Only 3 percent identified charitable donations as the chief determinant of a company’s social responsibility.
“It’s not that charitable work and philanthropy are not relevant, but relative to other issues, it just doesn’t rank as highly,” a senior vice president at Fleishman-Hillard, Sue Jolly, said.
Companies typically work hard to promote their philanthropy. The May 18 issue of The Chronicle of Philanthropy, for example, highlights several companies that have made marketing alliances with nonprofit groups, dedicating a percentage of sales of certain products to a specific charity or agreeing to support a specific program or project.
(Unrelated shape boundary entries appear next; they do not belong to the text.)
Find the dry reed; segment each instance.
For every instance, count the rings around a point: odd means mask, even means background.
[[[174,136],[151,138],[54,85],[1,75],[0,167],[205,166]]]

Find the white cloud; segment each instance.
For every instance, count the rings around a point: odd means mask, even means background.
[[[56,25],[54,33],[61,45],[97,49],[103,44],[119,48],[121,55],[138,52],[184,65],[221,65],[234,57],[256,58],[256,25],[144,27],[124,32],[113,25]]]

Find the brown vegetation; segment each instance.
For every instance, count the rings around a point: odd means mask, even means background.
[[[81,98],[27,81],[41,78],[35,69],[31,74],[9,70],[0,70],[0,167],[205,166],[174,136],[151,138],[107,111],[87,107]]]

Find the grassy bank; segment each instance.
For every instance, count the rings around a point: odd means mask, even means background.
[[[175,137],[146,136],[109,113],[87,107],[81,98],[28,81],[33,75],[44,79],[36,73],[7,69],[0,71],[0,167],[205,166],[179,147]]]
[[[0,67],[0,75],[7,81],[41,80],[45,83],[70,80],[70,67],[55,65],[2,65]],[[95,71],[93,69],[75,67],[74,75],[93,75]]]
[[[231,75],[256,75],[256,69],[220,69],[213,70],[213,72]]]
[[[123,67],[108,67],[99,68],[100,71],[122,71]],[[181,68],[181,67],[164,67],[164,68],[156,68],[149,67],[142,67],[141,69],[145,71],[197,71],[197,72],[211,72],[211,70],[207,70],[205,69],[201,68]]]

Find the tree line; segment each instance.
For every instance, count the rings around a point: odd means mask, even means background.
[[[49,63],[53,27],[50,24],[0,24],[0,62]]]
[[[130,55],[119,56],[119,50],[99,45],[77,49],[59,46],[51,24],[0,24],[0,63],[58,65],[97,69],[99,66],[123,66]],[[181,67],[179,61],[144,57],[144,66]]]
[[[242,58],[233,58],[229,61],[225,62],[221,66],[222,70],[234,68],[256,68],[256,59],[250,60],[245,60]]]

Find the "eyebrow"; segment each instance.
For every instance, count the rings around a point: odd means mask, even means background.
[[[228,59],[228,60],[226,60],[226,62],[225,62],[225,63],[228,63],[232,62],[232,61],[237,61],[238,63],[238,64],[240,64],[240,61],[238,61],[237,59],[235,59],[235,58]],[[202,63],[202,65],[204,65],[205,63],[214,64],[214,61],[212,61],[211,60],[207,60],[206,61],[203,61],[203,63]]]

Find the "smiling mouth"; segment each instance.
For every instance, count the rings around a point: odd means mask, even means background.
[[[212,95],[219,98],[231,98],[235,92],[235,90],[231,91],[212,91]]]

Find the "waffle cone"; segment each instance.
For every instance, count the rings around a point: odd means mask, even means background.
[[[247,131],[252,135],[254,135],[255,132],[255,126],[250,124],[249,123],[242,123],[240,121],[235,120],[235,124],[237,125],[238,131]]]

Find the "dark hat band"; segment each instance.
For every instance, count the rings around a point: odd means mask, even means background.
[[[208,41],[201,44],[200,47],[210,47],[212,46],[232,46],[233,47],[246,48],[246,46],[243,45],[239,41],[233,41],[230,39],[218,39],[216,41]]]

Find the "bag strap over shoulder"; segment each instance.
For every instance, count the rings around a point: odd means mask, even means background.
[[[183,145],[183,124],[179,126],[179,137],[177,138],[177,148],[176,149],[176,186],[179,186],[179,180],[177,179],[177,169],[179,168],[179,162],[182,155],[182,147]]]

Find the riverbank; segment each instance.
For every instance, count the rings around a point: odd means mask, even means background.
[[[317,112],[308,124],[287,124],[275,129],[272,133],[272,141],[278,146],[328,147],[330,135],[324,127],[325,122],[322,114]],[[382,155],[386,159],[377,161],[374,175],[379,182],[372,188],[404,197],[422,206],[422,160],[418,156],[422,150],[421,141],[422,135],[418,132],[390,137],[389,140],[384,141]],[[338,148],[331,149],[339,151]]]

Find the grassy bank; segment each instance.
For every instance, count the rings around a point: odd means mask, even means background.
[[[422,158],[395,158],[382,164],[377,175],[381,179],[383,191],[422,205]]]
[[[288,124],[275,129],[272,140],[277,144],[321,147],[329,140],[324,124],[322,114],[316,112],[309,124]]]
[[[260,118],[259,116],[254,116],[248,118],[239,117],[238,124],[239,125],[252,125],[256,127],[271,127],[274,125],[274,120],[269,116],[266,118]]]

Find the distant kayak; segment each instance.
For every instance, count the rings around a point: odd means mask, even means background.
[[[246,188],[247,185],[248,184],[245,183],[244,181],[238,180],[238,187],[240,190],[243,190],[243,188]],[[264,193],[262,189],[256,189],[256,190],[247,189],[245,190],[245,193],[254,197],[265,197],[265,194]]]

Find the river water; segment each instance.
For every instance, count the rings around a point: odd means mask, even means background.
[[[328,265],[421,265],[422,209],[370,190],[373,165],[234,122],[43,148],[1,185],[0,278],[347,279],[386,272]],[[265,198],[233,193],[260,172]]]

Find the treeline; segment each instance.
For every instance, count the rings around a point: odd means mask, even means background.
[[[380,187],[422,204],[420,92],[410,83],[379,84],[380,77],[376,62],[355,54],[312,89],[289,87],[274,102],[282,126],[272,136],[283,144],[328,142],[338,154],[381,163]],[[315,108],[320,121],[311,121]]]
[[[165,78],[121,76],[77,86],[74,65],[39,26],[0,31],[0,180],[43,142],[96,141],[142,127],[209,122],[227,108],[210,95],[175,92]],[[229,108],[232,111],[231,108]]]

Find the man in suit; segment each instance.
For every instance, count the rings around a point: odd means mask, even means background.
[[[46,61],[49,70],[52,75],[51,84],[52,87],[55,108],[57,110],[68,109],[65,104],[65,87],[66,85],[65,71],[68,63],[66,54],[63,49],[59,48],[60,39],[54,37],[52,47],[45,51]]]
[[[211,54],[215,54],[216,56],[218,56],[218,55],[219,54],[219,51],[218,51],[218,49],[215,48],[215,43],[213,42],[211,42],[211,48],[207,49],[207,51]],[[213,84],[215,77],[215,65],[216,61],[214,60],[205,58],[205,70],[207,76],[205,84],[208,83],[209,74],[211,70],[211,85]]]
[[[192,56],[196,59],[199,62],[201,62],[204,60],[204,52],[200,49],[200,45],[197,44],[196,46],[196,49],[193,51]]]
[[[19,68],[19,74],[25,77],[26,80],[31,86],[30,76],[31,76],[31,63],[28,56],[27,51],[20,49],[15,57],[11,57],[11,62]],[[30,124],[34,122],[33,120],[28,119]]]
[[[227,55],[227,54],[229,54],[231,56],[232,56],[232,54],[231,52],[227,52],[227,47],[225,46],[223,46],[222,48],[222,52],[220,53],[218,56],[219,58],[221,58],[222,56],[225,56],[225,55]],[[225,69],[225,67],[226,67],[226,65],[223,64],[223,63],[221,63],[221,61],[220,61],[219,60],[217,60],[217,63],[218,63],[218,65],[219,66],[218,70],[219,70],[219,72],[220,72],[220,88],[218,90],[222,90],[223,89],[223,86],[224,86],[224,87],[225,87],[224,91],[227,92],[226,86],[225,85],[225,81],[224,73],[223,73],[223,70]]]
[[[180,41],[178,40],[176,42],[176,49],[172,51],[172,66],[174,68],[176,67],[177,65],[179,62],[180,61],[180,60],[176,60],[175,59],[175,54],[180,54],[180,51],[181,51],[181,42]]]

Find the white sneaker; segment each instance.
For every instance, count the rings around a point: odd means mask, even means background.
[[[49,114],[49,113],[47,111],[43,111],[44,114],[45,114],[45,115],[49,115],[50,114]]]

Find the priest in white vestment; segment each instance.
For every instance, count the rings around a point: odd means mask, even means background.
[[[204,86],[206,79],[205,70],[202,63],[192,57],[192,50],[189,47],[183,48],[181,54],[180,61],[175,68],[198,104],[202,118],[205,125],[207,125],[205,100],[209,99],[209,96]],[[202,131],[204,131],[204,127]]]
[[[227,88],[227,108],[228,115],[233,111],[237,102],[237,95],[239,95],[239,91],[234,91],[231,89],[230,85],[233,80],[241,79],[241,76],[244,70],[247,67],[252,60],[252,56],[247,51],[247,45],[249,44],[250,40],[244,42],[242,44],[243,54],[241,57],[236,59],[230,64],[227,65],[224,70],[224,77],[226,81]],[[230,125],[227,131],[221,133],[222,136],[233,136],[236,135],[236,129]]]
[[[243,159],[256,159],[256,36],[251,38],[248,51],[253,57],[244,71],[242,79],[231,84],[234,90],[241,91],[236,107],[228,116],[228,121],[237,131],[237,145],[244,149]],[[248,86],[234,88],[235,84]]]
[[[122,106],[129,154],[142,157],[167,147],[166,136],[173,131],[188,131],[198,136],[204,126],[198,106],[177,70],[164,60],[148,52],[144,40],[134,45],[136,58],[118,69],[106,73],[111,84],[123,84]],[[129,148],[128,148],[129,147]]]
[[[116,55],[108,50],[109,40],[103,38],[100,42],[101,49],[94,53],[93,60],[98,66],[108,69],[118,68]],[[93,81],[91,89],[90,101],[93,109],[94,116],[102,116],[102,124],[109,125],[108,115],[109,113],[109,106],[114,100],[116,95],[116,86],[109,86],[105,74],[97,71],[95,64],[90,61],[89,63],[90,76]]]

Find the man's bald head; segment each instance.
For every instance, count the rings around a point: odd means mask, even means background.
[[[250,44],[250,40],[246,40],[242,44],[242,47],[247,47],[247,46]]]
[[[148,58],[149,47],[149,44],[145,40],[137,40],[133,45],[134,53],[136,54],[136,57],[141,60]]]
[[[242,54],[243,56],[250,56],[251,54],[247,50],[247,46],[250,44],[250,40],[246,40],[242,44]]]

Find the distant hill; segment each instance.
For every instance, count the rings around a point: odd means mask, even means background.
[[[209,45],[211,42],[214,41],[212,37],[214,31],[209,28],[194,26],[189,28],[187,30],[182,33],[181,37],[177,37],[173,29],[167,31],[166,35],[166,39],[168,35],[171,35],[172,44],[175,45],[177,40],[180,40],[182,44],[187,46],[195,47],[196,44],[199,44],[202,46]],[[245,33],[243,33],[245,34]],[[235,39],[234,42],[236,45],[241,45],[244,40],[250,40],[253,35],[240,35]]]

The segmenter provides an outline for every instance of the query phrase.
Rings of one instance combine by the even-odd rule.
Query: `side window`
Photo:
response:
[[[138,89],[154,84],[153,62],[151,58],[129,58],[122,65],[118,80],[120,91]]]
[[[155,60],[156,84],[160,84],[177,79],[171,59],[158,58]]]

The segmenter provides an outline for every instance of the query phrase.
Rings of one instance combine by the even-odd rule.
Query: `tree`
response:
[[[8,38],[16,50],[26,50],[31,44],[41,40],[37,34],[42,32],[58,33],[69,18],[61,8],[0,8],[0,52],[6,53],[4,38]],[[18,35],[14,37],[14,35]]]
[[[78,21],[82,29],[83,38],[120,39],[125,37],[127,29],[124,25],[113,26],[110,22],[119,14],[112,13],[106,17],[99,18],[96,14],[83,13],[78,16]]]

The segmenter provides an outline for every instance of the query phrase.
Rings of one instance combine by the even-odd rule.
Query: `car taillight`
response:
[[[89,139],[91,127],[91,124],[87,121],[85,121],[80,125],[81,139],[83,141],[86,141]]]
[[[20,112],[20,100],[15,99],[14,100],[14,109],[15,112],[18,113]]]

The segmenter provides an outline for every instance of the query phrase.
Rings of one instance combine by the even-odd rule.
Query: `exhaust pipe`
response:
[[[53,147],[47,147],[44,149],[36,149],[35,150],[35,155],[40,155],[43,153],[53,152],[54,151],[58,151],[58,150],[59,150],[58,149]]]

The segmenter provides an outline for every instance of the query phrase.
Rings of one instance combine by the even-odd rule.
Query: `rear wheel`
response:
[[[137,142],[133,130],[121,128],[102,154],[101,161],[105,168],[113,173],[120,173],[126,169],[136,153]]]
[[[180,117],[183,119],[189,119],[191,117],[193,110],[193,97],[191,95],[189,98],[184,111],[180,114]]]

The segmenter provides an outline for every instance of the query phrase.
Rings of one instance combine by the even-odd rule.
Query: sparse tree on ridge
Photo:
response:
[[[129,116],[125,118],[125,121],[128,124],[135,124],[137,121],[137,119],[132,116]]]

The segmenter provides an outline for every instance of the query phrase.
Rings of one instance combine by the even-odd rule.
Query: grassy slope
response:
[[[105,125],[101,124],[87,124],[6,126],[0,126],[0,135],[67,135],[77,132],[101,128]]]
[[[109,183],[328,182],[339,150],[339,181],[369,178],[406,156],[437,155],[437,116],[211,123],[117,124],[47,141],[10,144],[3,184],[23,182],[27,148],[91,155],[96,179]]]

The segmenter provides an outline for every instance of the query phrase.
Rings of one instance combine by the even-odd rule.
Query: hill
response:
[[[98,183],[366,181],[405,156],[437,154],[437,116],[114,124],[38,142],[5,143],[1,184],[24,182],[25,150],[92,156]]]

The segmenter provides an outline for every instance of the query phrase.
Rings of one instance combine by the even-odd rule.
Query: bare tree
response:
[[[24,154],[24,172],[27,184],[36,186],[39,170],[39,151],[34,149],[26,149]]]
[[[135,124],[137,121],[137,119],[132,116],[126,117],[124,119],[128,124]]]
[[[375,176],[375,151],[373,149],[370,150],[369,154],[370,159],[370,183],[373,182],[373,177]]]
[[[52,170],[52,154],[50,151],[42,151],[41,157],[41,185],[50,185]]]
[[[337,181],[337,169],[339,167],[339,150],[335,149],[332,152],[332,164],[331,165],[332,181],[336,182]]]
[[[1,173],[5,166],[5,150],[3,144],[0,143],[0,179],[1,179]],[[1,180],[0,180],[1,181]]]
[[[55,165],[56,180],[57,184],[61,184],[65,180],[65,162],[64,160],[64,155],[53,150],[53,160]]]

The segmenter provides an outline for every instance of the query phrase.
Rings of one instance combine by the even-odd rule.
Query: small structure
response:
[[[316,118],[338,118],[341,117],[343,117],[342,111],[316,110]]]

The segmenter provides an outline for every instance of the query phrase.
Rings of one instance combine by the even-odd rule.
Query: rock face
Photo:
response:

While a third of the respondents to the survey said their purchasing decisions were influenced by such efforts, Linda F. Golodner, president of the consumers’ group, said the survey indicated that companies might be better off emphasizing how they treat their employees.
“How they communicate with consumers about their sensitivity to employees should be their focus,” she said.
But Charles Moore, executive director of the Committee to Encourage Corporate Philanthropy, said corporate social responsibility traditionally had been defined by things like workplace environment and environmental sustainability, not companies’ charitable work.
“I just don’t think this says much about corporate philanthropy,” Mr. Moore said of the survey.
In general, consumers who participated in the survey gave companies low marks for their corporate social responsibility. On a scale of 1 to 5, with 1 representing poor and 5 representing excellent, just 21 percent gave businesses a 4 or a 5.
Thirty-four percent, on the other hand, gave companies a 1 or a 2.
“It emphasizes that companies are not doing a good job right now in convincing consumers that they are socially responsible,” Ms. Golodner said.
More than half of the respondents said they had used the Internet to begin forming their opinions about companies but that they considered corporate Web sites, company reports and reports from senior executives the least credible sources of information.
“They want an unvarnished view, and they want it from someone like them,” said Tony Calandro, a senior vice president at Fleishman-Hillard.
The survey was conducted in February and March using a random sample of telephone numbers, and consisted of interviews with 800 adults in all 50 states. It has a margin of error of two to four percentage points.